April was a mixed month for a number of high-profile multistrategy hedge fund firms. Several firms lost money while others barely broke even, enabling them to preserve their strong early gains.
Multistrategy funds have grown popular among hedge fund investors. According to industry tracker eVestment, the strategy took in about $9.4 billion in March, boosting the total for the first quarter to $20.4 billion. This inflow was slightly higher than the first quarter of 2014 “and well above” the average of the past five-year first-quarter average.
Altogether, investors pumped $44.4 billion into multistrategy funds in 2014.
Highbridge Capital Corp. was one of the strategy’s top performers in April among large funds. The New York fund, run by Highbridge Capital Management (a unit of JPMorgan Chase), rose 2.26 percent for the month alone. It is now up 7.17 percent for the year.

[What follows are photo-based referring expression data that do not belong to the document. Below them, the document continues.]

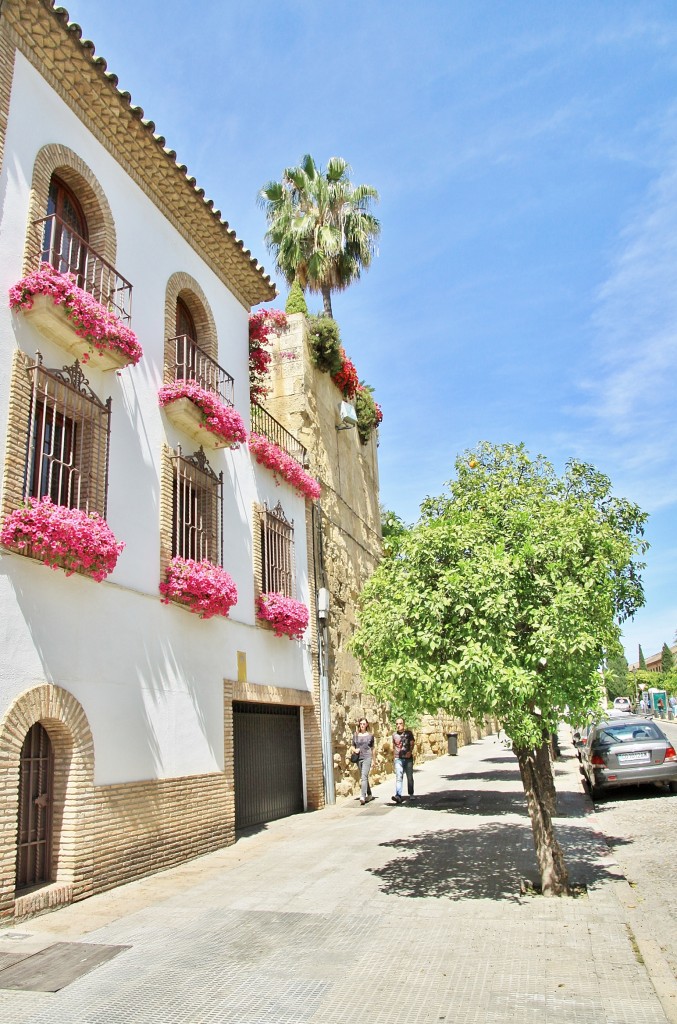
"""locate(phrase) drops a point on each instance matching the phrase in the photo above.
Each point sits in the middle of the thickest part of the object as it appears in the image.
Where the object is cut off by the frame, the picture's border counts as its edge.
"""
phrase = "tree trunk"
(554, 878)
(543, 767)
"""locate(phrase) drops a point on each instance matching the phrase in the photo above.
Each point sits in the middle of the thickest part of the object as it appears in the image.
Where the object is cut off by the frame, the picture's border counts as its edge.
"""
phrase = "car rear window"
(628, 733)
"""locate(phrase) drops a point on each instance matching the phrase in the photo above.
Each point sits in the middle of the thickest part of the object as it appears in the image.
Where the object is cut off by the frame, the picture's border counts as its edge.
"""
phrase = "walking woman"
(363, 743)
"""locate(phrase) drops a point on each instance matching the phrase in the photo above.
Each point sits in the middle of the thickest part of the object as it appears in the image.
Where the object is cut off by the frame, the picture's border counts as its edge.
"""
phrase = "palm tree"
(321, 230)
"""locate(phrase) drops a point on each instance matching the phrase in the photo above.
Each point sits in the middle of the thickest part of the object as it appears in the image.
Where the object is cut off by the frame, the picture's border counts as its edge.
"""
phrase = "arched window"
(184, 323)
(35, 803)
(66, 235)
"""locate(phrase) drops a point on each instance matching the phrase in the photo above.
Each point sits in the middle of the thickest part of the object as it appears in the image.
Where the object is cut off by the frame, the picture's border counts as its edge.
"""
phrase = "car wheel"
(595, 792)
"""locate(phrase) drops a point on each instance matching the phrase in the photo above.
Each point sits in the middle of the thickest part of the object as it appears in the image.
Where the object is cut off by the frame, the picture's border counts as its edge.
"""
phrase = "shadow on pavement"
(495, 776)
(488, 802)
(487, 862)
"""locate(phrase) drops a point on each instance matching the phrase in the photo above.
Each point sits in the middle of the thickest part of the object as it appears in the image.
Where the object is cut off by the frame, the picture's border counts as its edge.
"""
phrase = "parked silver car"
(628, 751)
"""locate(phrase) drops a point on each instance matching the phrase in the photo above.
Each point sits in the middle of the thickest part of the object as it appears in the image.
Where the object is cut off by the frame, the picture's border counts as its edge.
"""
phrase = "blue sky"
(525, 155)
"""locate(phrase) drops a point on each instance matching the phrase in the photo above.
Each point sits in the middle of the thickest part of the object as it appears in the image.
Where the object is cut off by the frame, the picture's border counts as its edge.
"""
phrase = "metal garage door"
(268, 777)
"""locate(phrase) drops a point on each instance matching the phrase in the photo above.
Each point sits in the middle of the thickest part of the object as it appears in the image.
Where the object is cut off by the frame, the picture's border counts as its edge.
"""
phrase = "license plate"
(633, 759)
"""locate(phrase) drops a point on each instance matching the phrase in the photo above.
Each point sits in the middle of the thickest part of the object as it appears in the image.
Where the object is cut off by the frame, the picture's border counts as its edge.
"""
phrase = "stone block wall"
(347, 549)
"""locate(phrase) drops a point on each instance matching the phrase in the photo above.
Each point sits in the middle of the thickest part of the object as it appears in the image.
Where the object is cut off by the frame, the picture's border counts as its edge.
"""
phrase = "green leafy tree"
(617, 677)
(392, 531)
(325, 339)
(503, 600)
(667, 659)
(367, 412)
(296, 300)
(321, 229)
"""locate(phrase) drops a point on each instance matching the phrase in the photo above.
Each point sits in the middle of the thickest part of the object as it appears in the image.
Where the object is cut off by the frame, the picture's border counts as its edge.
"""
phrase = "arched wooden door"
(35, 809)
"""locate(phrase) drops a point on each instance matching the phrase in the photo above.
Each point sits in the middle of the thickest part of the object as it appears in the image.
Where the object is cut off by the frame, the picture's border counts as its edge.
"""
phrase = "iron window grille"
(69, 439)
(277, 532)
(198, 508)
(191, 363)
(268, 427)
(68, 252)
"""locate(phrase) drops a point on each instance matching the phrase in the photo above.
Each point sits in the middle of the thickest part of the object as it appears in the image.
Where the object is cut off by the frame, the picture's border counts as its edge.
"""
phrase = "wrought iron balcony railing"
(191, 364)
(267, 426)
(67, 252)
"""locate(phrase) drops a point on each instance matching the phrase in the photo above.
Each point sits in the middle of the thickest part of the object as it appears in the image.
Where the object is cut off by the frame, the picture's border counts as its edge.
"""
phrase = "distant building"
(653, 662)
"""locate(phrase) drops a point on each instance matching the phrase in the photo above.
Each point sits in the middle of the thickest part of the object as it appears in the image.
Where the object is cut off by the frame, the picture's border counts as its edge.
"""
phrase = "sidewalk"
(385, 913)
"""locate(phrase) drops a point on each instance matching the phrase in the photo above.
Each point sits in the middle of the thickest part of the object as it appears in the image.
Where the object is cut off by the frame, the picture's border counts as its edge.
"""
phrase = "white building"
(117, 710)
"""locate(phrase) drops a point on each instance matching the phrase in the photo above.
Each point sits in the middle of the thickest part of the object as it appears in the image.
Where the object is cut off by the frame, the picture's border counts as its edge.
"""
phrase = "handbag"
(354, 758)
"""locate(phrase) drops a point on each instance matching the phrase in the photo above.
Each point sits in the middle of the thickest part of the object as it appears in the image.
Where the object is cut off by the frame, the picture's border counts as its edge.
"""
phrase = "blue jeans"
(404, 765)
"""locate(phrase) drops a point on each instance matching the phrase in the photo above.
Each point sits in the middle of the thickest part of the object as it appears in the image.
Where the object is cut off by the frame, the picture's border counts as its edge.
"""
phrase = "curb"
(647, 948)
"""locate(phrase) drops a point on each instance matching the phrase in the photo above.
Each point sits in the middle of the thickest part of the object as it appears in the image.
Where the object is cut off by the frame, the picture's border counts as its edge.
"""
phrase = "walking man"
(403, 752)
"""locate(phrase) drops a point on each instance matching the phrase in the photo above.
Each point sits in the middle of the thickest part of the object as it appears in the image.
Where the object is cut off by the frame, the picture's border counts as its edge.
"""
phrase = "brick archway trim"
(65, 720)
(56, 159)
(182, 286)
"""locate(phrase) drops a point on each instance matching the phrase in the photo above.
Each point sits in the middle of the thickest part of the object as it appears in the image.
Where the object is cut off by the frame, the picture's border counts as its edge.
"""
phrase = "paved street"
(406, 913)
(640, 825)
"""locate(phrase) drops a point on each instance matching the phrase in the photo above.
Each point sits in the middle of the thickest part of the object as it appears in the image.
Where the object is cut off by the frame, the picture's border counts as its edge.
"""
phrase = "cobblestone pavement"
(387, 912)
(640, 825)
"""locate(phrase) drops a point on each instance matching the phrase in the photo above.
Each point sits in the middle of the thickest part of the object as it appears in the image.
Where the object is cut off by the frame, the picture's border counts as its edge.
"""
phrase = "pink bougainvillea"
(273, 458)
(346, 379)
(62, 538)
(92, 322)
(261, 326)
(204, 588)
(285, 614)
(223, 421)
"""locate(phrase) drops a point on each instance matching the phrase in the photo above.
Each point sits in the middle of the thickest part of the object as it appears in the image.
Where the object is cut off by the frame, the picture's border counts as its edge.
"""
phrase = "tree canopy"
(506, 595)
(321, 229)
(503, 600)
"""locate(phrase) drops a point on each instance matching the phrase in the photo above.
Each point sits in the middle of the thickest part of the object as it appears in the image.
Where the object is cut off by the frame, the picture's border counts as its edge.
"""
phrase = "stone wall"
(347, 549)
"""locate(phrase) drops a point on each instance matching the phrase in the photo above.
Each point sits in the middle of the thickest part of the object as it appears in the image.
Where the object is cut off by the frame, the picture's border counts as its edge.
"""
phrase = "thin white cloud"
(632, 391)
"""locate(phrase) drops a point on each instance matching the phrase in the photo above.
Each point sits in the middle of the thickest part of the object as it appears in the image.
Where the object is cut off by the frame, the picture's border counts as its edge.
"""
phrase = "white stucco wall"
(149, 676)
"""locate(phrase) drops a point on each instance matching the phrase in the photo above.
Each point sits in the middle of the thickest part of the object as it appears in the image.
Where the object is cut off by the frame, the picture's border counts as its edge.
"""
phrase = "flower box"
(202, 415)
(284, 614)
(276, 459)
(62, 538)
(203, 588)
(52, 322)
(74, 318)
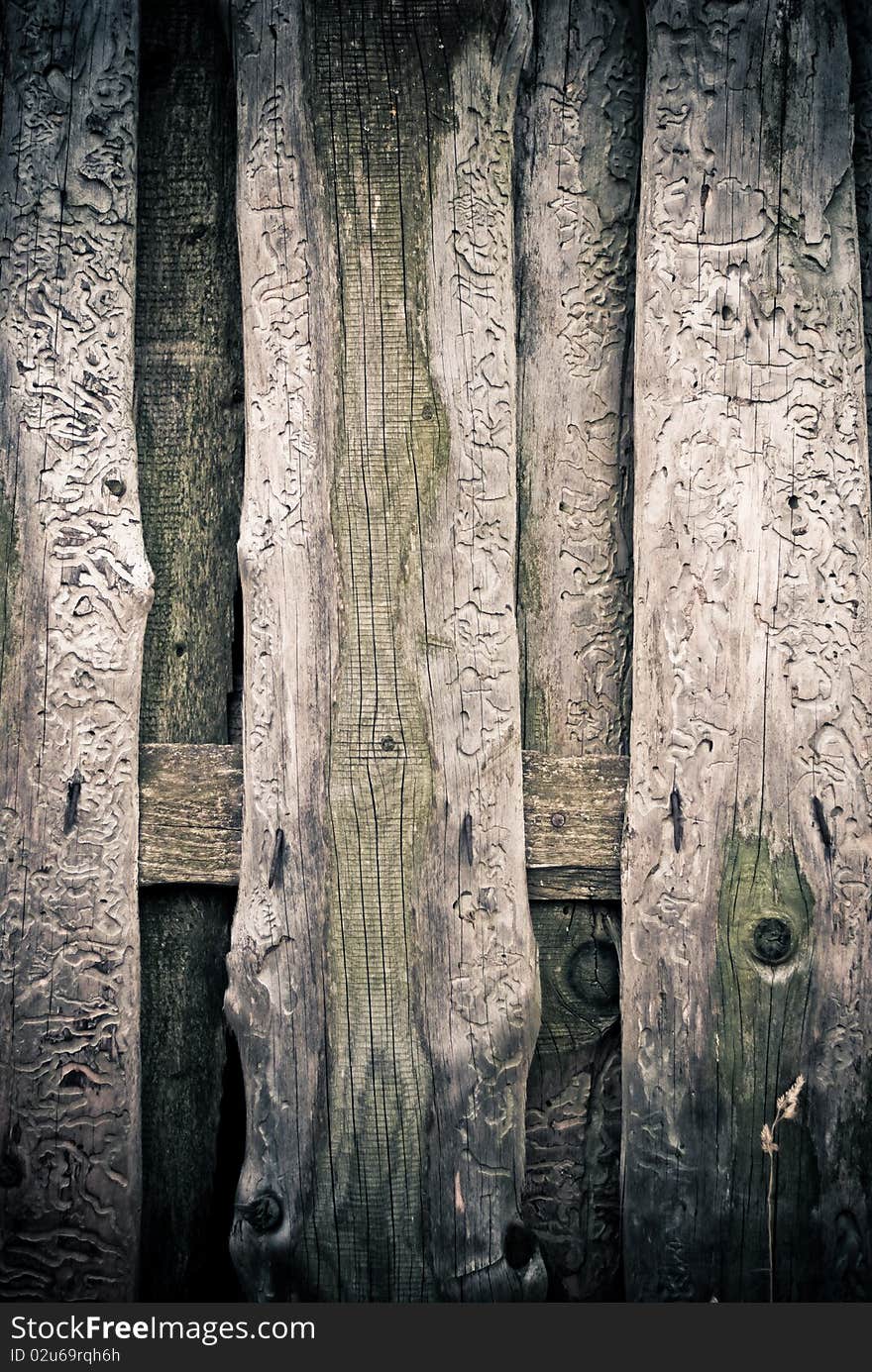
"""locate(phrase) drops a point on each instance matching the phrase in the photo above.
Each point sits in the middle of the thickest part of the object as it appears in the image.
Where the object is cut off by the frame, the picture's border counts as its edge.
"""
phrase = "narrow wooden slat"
(579, 150)
(75, 595)
(747, 944)
(573, 820)
(188, 416)
(191, 819)
(189, 826)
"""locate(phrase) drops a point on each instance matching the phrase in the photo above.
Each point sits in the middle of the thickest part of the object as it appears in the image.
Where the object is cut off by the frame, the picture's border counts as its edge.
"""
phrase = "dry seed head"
(789, 1104)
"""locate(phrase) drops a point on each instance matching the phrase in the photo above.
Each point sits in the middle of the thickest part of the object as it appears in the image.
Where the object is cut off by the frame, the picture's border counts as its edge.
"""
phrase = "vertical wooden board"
(747, 851)
(188, 416)
(383, 983)
(77, 591)
(579, 135)
(860, 36)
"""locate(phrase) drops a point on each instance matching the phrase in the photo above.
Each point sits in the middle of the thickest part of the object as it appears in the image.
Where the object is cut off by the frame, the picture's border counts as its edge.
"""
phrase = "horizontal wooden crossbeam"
(191, 819)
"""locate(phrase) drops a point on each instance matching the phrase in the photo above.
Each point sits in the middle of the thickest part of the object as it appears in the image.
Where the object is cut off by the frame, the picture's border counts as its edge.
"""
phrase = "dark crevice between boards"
(189, 438)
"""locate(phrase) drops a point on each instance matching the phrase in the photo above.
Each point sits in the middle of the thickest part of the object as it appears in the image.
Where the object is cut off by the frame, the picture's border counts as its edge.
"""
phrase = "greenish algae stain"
(761, 986)
(380, 92)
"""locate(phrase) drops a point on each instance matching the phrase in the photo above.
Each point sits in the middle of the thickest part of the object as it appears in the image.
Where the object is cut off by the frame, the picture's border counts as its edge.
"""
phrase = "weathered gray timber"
(860, 35)
(748, 850)
(188, 414)
(189, 815)
(71, 619)
(189, 818)
(383, 984)
(577, 192)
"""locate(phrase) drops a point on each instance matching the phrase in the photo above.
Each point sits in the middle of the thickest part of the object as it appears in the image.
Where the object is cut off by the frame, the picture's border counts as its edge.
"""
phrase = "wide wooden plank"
(382, 972)
(188, 419)
(71, 616)
(191, 818)
(748, 840)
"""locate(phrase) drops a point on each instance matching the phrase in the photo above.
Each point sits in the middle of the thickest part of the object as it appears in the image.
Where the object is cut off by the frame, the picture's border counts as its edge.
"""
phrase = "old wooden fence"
(511, 428)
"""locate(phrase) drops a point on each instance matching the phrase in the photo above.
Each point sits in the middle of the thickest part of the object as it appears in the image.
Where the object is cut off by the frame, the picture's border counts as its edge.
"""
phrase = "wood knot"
(772, 940)
(264, 1214)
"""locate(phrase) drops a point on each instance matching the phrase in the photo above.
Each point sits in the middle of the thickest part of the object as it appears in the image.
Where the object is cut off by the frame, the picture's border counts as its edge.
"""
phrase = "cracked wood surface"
(71, 619)
(191, 819)
(747, 856)
(383, 984)
(577, 191)
(188, 417)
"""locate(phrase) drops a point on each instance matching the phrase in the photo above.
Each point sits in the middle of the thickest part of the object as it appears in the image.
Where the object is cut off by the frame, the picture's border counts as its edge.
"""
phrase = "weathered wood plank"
(383, 984)
(577, 189)
(73, 612)
(748, 844)
(188, 416)
(189, 829)
(191, 819)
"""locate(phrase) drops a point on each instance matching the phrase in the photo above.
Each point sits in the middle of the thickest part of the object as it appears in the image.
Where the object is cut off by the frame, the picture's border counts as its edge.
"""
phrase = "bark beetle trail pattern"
(577, 191)
(383, 972)
(747, 944)
(77, 590)
(860, 31)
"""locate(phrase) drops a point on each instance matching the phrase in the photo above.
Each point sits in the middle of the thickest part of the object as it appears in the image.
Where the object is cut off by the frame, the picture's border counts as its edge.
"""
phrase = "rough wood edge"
(191, 819)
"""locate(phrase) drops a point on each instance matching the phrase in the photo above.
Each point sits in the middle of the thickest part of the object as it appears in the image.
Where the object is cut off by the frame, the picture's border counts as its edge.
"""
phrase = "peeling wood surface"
(188, 416)
(383, 984)
(191, 819)
(579, 138)
(748, 850)
(71, 619)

Highbridge is said to have had strong performance in fundamental equities, quant equities, relative value and credit, and convertible bonds across the U.S., Europe and Asia. The firm is also said to be well diversified and global.
Kenneth Griffin’s Citadel saw its Kensington and Wellington funds squeeze out a small 0.36 percent gain last month. Even so, the Chicago firm’s flagship multistrategy funds are now up 7.31 percent for the year, making them perhaps the best-performing large multistrat funds.
Their gains were driven by strong performance in equities and commodities, along with event-driven, credit and quantitative strategies, according to knowledgeable sources.
Citadel’s Global Equities fund gained 0.69 percent in April and is now up 7.78 percent for the year to date.
Citadel Tactical Trading rose 0.49 percent for the month and is now up 8.01 percent for the year. This is an equities-based fund that also uses some statistical arbitrage, but it has not engaged in high-frequency trading for a while now.
Michael Platt’s BlueCrest International surged 2.8 percent in April, its best single month since January 2010. BlueCrest is said to have benefited from the bond sell-off in Europe and the UK.
Even so, the London-based fund is still down 3.46 percent for the year. But it is battling back from its 6 percent loss suffered in January, some of it related to the Swiss National Bank’s surprise move to allow the Swiss franc to float freely.
A couple of other large funds, however, lost money last month.
For example, Israel (Izzy) Englander’s New York–based Millennium International was down about 1 percent for the month, trimming its gain for the year to about 4.7 percent. According to an investor, the fund mostly lost money on the equity side.
Daniel Och’s OZ Master Fund fell 0.24 percent in April and is now up just 3.56 percent for the year, according to a regulatory filing.
Meanwhile, D.E. Shaw’s Oculus fund is up 8 percent through April. It is deemed to be a macro oriented multistrategy fund.